The UK Labour Government’s 2025 Spending Review

Sioned Williams MS writes about how the spending review shows that Labour is not serious about tackling poverty

Sioned Williams MS article for the South Wales Evening Post shown as a photograph of the article on a dark green background. The words for this article are contained within the website page.

This article was published in the South Wales Evening Post on Thursday 19 June 2025.

 

The UK Labour Government’s 2025 Spending Review

“Better than we had from the Tories” is a very low bar and is certainly not one any of us should settle for, even if it were true.

Yet this is the sentiment we heard in the Senedd from Welsh Labour time and time again when trying to defend the amount of money Wales was given by the Chancellor in last week’s Spending Review. The plans Rachel Reeves set out for public spending was a chance for the Labour UK Government to bring some fairness back into a system that is keeping Wales poorer and sicker than other parts of the UK.

In the same week as the spending review was announced, a key report into poverty was published, which found that over a fifth of Wales’ population and over a third of our children are in poverty. 

The report showed clearly that, over the past decades, Wales has failed to bring down its unacceptably high levels of poverty.

Poverty is a result of political decisions, and so if this UK Labour Government was serious about pulling people in Wales out of poverty – poverty which results in increased spending on the NHS and even shorter lives, then the spending review was the time to show it. 

Instead, Keir Starmer’s government refused - yet again - to scrap the cruel two-child limit, and has ploughed on with their devastating cuts to welfare.

Where once Labour stood for the working class, and cared about building a strong safety net, they’re now pulling it apart even more, with decisions that will knowingly push thousands, including children and disabled people, into deeper poverty. 

In response, I heard many Welsh Labour politicians speak about hope and that the UK Government’s spending plans was a good thing for Wales.
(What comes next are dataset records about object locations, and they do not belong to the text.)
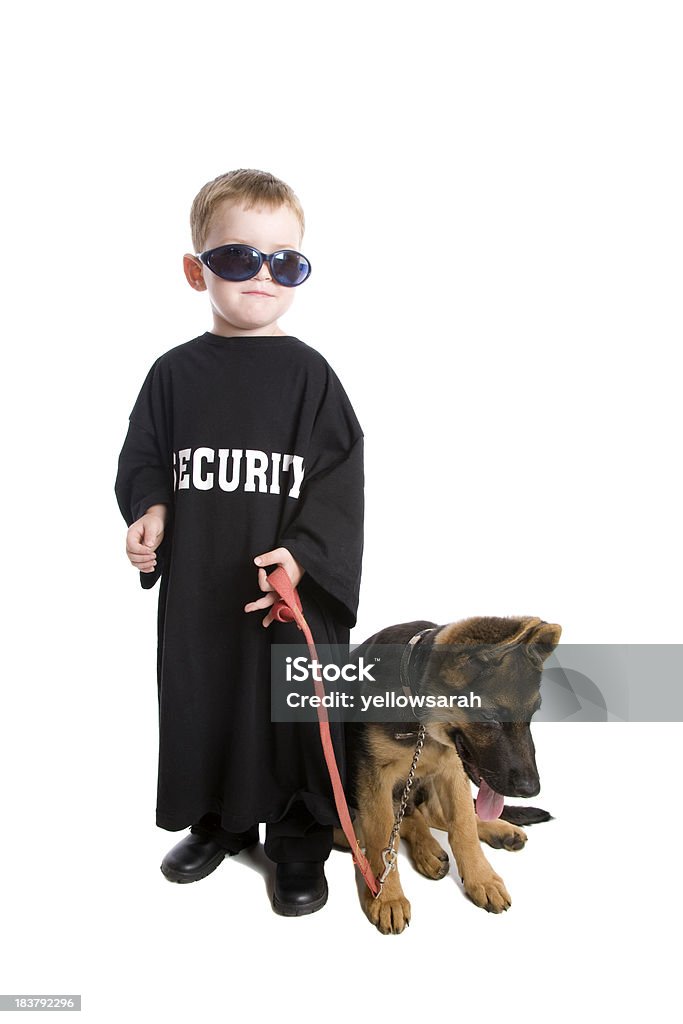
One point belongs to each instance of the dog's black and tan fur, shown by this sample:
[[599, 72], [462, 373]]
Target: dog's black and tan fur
[[504, 658]]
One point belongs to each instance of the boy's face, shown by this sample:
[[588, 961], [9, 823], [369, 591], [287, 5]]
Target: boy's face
[[248, 306]]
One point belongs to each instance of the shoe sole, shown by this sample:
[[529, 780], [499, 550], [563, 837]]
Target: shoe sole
[[181, 877], [211, 865], [299, 909]]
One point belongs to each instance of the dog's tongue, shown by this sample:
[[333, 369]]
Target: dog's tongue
[[489, 804]]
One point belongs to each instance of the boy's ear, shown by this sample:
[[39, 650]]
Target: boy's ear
[[194, 272]]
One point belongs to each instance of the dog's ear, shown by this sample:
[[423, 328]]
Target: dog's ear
[[542, 642]]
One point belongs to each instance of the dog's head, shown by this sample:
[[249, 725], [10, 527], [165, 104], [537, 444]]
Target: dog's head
[[501, 660]]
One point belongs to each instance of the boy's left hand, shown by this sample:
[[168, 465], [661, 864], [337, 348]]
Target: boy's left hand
[[280, 556]]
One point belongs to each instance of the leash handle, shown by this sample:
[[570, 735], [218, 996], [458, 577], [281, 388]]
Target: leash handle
[[289, 609]]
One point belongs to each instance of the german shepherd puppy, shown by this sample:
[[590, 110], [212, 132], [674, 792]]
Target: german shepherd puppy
[[493, 748]]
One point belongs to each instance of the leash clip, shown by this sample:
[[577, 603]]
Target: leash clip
[[389, 857]]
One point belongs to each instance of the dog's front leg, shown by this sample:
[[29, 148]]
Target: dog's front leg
[[482, 885], [390, 911]]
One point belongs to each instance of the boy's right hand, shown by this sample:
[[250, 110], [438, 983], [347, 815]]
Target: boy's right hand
[[144, 537]]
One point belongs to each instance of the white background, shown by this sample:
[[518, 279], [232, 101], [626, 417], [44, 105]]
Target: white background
[[494, 200]]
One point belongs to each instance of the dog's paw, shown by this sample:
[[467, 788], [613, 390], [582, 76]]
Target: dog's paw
[[487, 891], [430, 858], [389, 914], [501, 835]]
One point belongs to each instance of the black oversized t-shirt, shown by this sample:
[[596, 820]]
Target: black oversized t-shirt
[[253, 444]]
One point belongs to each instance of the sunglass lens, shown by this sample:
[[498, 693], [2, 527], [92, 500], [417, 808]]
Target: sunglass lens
[[235, 262], [289, 267]]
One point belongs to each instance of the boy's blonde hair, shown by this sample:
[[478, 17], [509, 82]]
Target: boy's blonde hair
[[248, 187]]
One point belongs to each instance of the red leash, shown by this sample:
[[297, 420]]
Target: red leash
[[288, 609]]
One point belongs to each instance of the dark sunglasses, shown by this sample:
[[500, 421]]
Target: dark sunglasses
[[238, 262]]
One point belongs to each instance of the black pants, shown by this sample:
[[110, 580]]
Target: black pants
[[297, 837]]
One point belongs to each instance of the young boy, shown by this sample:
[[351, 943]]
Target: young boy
[[243, 452]]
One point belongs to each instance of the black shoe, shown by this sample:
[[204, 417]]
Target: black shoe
[[300, 888], [198, 855]]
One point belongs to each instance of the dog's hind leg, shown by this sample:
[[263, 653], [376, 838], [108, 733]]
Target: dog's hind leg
[[428, 855], [482, 885]]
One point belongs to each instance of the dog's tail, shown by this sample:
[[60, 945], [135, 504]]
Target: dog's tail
[[518, 815]]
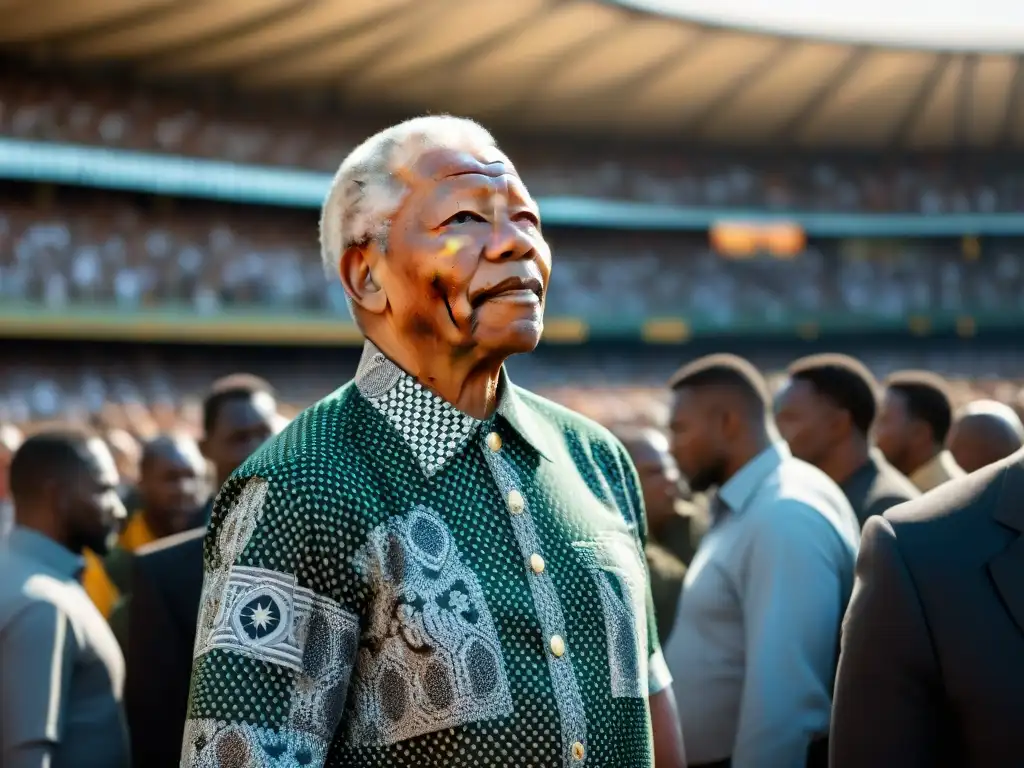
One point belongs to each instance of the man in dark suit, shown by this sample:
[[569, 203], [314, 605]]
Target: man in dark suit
[[825, 414], [676, 521], [932, 667], [985, 432], [239, 415]]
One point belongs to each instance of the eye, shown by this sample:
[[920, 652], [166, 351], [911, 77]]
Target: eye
[[463, 217]]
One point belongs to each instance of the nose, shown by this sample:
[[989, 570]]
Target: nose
[[508, 243]]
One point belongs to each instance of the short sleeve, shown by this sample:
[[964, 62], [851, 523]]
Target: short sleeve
[[658, 677], [278, 631], [37, 657]]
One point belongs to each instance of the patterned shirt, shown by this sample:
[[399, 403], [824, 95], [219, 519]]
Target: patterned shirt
[[393, 583]]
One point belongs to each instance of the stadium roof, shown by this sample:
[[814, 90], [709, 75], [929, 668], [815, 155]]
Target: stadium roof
[[585, 66]]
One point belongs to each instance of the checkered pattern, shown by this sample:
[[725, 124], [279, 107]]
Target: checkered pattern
[[371, 454]]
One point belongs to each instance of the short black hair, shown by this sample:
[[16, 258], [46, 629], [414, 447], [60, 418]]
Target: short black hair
[[723, 371], [845, 382], [52, 454], [227, 389], [927, 398]]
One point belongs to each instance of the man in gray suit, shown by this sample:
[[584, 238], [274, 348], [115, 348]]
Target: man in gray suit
[[60, 670]]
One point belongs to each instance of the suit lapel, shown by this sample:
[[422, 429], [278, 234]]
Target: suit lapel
[[1007, 568]]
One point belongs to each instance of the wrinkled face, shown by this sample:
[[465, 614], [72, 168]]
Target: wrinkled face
[[466, 262], [698, 438], [892, 430], [173, 486], [804, 420], [89, 502]]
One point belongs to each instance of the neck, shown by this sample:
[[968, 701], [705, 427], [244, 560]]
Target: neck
[[466, 379], [845, 459], [157, 522], [41, 523], [748, 446]]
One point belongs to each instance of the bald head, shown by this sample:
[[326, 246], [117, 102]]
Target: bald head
[[172, 483], [985, 432], [658, 475]]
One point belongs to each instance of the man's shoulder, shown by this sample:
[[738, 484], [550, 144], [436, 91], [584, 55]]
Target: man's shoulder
[[804, 498], [171, 549], [568, 422], [800, 483]]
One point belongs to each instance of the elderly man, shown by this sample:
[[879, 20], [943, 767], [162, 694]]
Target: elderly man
[[985, 432], [432, 566]]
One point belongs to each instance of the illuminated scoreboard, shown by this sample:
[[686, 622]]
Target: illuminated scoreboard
[[738, 240]]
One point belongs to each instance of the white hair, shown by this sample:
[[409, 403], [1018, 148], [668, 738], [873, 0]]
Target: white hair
[[371, 183]]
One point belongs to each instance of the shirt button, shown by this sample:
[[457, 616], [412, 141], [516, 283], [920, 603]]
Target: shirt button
[[557, 645], [495, 442], [516, 502]]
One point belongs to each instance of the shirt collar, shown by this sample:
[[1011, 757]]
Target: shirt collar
[[38, 547], [433, 428], [738, 489]]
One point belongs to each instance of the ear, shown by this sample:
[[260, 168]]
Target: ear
[[356, 275]]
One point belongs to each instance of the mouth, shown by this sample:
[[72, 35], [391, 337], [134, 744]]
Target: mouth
[[516, 290]]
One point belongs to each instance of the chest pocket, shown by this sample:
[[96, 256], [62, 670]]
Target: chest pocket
[[614, 562], [430, 656]]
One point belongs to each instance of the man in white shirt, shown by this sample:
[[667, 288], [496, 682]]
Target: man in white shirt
[[756, 639]]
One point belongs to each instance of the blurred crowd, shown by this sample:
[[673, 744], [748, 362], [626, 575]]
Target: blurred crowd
[[64, 247], [171, 458], [58, 108]]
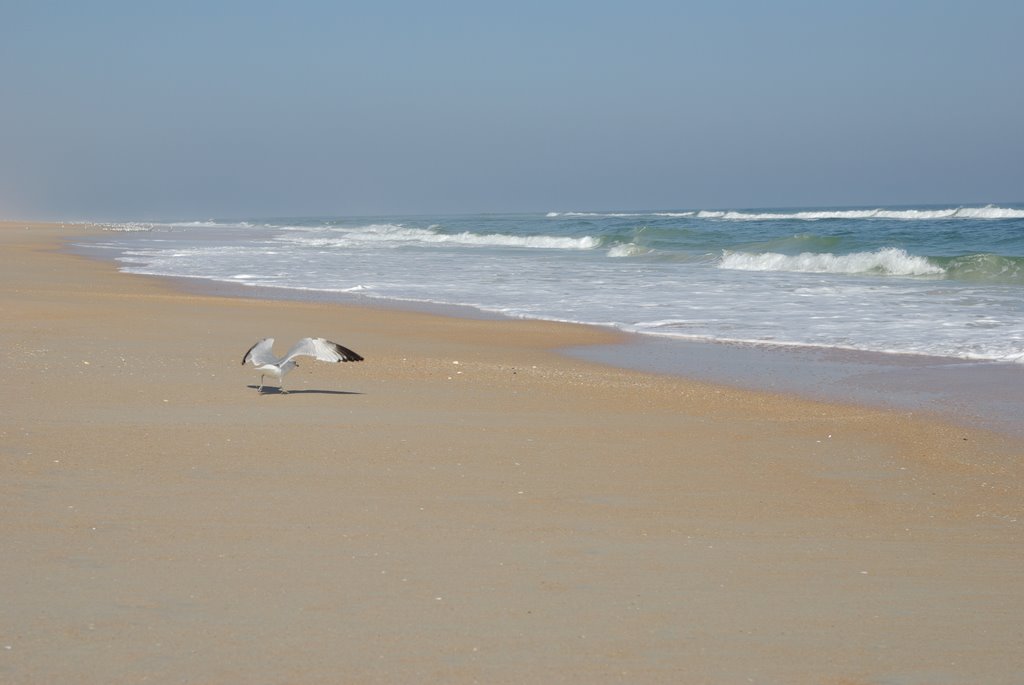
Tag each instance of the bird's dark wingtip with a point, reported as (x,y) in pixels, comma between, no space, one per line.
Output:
(347,354)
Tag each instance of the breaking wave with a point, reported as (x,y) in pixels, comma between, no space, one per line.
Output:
(887,261)
(396,236)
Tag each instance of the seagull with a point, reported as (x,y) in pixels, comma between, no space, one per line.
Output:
(261,354)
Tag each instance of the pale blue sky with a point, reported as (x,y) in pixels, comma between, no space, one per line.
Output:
(193,110)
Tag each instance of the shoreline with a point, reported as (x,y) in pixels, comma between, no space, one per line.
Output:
(467,505)
(968,392)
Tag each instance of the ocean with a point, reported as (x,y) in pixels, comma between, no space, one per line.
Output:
(941,282)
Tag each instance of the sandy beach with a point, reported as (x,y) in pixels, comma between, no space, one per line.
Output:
(465,506)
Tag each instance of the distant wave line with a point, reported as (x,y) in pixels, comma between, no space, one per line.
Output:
(986,212)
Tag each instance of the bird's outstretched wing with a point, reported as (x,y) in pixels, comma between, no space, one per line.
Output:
(324,350)
(260,353)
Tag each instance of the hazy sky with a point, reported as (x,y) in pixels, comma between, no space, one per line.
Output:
(195,110)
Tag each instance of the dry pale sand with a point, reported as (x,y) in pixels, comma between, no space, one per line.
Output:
(464,506)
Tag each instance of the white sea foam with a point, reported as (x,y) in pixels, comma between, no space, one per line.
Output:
(627,250)
(395,234)
(987,212)
(889,261)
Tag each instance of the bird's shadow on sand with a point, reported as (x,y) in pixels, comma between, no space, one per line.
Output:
(276,391)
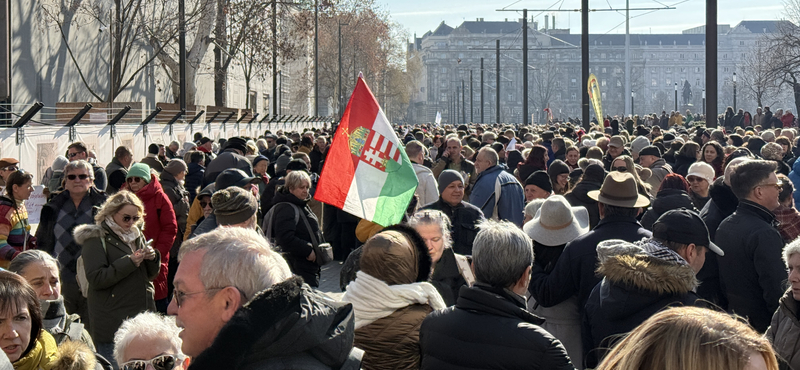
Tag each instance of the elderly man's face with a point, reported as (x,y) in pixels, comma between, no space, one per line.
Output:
(200,314)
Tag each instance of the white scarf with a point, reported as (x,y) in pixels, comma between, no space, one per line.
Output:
(373,299)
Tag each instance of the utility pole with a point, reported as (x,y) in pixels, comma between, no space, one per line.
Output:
(497,78)
(525,67)
(482,120)
(585,64)
(711,62)
(182,53)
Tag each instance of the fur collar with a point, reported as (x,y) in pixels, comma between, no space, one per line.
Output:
(648,273)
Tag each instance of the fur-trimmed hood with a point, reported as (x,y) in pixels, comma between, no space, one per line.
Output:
(288,324)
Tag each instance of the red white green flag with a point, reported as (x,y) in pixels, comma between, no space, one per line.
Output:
(367,172)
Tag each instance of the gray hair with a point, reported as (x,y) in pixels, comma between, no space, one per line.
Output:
(148,325)
(237,257)
(295,179)
(489,154)
(22,260)
(501,253)
(79,165)
(433,217)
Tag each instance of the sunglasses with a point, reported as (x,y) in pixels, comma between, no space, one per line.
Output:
(163,362)
(82,177)
(128,218)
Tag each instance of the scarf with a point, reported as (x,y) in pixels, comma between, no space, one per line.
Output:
(373,299)
(129,237)
(41,356)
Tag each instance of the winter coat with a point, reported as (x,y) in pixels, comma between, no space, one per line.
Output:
(682,164)
(287,326)
(118,289)
(574,273)
(511,204)
(666,200)
(784,330)
(633,289)
(579,197)
(428,189)
(464,219)
(160,226)
(293,239)
(486,329)
(194,180)
(752,272)
(45,234)
(116,176)
(447,277)
(660,170)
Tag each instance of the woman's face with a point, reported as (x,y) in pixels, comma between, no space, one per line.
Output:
(710,154)
(572,157)
(15,330)
(432,235)
(44,278)
(23,192)
(301,192)
(127,216)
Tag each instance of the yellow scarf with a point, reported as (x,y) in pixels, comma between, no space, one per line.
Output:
(41,356)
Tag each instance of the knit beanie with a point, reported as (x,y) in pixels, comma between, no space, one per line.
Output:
(141,170)
(447,177)
(233,205)
(540,179)
(175,166)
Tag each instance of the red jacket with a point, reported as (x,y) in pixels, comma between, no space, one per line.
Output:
(160,226)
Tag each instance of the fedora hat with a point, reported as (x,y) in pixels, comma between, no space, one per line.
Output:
(557,223)
(619,189)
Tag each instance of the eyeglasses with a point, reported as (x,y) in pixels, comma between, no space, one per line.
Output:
(163,362)
(82,177)
(128,218)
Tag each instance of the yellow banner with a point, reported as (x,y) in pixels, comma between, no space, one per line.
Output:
(594,96)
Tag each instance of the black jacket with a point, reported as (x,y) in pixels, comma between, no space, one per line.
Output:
(288,326)
(633,289)
(752,272)
(464,219)
(579,197)
(666,200)
(489,328)
(447,277)
(294,239)
(574,273)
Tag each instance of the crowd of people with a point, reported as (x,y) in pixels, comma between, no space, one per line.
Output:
(621,246)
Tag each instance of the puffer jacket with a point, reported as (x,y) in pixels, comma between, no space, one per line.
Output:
(784,331)
(160,226)
(579,197)
(634,287)
(666,200)
(464,219)
(287,326)
(489,329)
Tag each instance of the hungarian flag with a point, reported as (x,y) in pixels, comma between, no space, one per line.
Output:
(367,173)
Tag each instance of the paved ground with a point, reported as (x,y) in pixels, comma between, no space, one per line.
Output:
(329,281)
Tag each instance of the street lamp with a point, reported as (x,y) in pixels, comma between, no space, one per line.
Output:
(676,96)
(734,91)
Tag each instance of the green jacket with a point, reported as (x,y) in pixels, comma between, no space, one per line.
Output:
(117,288)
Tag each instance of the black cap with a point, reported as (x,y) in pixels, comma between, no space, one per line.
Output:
(650,150)
(684,226)
(233,177)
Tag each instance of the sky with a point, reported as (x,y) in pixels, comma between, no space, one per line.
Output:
(420,16)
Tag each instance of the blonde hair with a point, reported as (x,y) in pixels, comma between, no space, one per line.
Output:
(114,203)
(689,338)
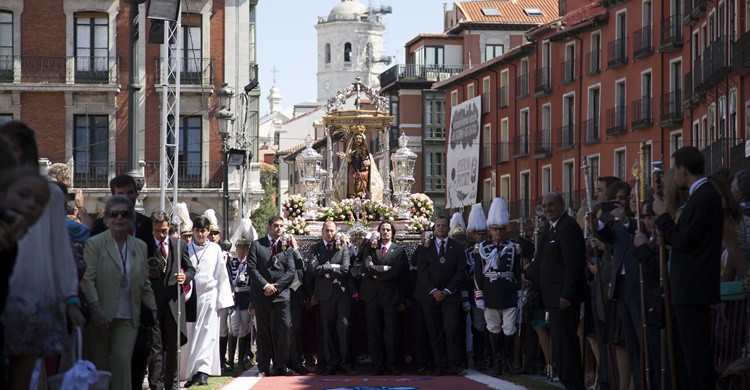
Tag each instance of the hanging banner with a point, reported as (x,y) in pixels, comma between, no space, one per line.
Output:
(463,153)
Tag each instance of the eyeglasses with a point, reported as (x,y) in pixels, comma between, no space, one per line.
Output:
(119,213)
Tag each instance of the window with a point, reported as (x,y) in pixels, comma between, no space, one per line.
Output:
(434,115)
(620,164)
(91,145)
(546,179)
(434,170)
(347,52)
(192,49)
(91,46)
(5,118)
(492,51)
(6,46)
(434,55)
(505,187)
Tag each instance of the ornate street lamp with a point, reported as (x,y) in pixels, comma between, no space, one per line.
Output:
(309,167)
(225,118)
(403,162)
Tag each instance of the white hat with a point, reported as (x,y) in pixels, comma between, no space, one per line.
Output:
(457,224)
(181,218)
(245,232)
(210,214)
(498,215)
(477,220)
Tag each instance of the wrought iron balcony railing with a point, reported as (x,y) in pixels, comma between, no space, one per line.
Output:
(59,70)
(193,71)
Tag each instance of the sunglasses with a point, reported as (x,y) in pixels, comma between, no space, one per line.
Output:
(119,213)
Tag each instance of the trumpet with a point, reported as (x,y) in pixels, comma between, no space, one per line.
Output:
(155,269)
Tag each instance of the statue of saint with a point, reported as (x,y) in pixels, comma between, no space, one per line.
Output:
(359,176)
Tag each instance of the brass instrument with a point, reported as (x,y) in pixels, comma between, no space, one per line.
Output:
(639,173)
(155,267)
(667,343)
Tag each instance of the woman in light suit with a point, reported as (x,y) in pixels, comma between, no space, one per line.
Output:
(115,284)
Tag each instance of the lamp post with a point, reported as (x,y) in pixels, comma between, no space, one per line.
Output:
(403,161)
(224,117)
(311,173)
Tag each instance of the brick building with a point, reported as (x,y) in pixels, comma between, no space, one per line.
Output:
(64,70)
(599,80)
(475,32)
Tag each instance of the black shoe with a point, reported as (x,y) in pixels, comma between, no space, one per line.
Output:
(301,369)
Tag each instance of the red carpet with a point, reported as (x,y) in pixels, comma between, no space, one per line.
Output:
(365,382)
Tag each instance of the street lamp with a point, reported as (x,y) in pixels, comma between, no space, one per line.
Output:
(224,117)
(403,161)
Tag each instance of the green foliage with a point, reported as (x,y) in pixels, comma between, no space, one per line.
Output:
(267,207)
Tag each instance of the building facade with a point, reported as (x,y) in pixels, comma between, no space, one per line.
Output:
(475,32)
(600,81)
(65,71)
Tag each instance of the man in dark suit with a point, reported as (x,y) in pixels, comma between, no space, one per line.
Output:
(124,184)
(695,261)
(333,291)
(271,266)
(383,289)
(441,270)
(561,254)
(164,280)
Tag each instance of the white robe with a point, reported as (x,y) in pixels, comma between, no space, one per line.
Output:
(211,282)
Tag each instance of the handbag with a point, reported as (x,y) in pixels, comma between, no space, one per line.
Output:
(83,375)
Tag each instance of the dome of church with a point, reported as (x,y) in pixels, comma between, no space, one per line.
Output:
(347,10)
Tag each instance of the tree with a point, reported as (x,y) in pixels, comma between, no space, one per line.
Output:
(267,207)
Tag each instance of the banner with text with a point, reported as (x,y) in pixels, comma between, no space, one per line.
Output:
(463,153)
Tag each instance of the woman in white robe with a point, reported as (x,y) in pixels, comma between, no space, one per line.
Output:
(200,356)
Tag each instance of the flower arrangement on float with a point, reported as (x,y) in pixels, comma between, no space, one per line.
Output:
(421,206)
(294,206)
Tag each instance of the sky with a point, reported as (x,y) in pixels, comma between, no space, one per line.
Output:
(287,40)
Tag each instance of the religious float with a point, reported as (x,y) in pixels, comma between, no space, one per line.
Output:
(360,193)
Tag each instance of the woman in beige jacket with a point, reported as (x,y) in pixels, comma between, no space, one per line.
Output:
(115,284)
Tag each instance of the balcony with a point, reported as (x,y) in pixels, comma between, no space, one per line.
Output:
(641,113)
(503,152)
(504,96)
(56,71)
(522,86)
(642,43)
(616,123)
(567,136)
(543,85)
(593,62)
(411,73)
(671,109)
(715,62)
(694,9)
(568,71)
(740,55)
(486,155)
(486,103)
(194,175)
(591,126)
(617,53)
(522,145)
(95,174)
(671,34)
(193,71)
(543,144)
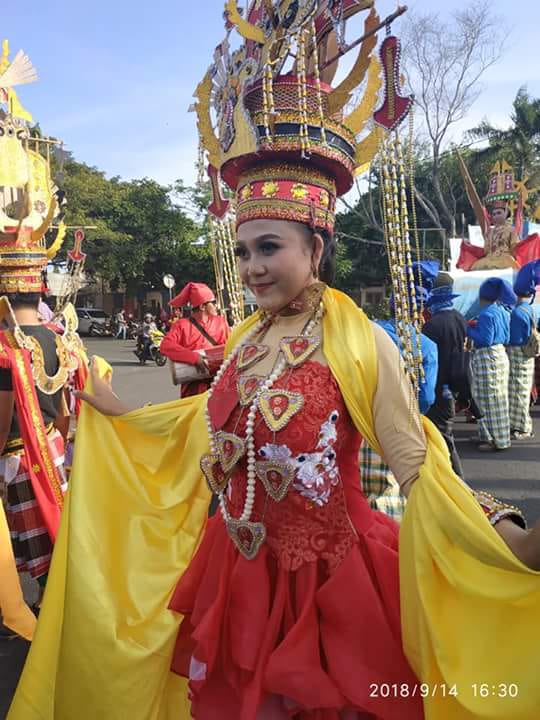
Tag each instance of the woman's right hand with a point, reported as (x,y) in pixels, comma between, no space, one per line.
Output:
(202,365)
(103,398)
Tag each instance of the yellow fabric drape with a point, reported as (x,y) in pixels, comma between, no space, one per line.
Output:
(135,513)
(16,614)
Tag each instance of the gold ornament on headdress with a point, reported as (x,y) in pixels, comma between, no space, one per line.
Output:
(28,202)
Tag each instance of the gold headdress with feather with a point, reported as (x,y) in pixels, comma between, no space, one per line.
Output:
(270,104)
(28,201)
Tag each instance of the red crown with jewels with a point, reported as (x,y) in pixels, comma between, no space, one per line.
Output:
(272,122)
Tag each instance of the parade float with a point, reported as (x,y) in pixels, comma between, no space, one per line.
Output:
(504,239)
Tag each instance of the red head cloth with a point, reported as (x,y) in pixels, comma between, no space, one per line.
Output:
(193,294)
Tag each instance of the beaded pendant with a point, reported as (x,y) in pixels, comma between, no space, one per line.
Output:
(278,407)
(247,386)
(216,477)
(250,354)
(247,536)
(297,350)
(276,478)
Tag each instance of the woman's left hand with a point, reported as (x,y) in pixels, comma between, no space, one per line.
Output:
(103,399)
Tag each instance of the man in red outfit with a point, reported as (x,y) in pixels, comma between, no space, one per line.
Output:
(202,331)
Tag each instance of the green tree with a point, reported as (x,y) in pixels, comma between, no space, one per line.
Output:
(520,143)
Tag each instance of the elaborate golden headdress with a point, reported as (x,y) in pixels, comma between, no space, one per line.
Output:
(269,119)
(28,202)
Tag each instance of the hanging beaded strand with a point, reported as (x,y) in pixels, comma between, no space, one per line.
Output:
(268,99)
(218,269)
(317,75)
(397,259)
(412,195)
(302,91)
(414,315)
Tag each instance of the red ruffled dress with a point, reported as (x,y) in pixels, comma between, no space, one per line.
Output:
(310,628)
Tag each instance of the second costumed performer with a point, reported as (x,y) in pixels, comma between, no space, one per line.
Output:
(293,602)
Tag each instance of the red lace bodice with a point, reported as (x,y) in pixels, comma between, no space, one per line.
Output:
(311,522)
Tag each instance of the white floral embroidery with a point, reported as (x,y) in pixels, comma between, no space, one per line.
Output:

But for the 700,000 individuals who live in poverty in Wales, including 200,000 children and 100,000 pensioners, there is a vacuum of hope. 

This vacuum has been created by Labour’s broken promises of change. In this vacuum, the far right has been feeding on the disappointment and despair of people who understandably feel forgotten by those who used to be their champions.

What people need are plans that will actually change their lives for the better. In order to ensure support is there for people when they need it, the unfair way Wales gets funded by Westminster must change – a clear example is the Oxford-Cambridge rail line which, because of a decision taken by the UK Labour Government, will deny Wales our share of the billions of pounds being spent on it.

It’s time to deliver the fair funding Welsh communities like those in this area desperately need.  Plaid Cymru has already published plans to ensure the NHS works better, our economy plan ‘Making Wales Work’ and we have also pledged to introduce ‘Cynnal’, a direct child payment to families like the one that has been so successful in Scotland at reducing child poverty levels.  

We’re serious about building a fairer, more confident, more ambitious Wales and we know that the “national renewal” the Chancellor said her decisions are aimed at achieving doesn't start with record child poverty levels.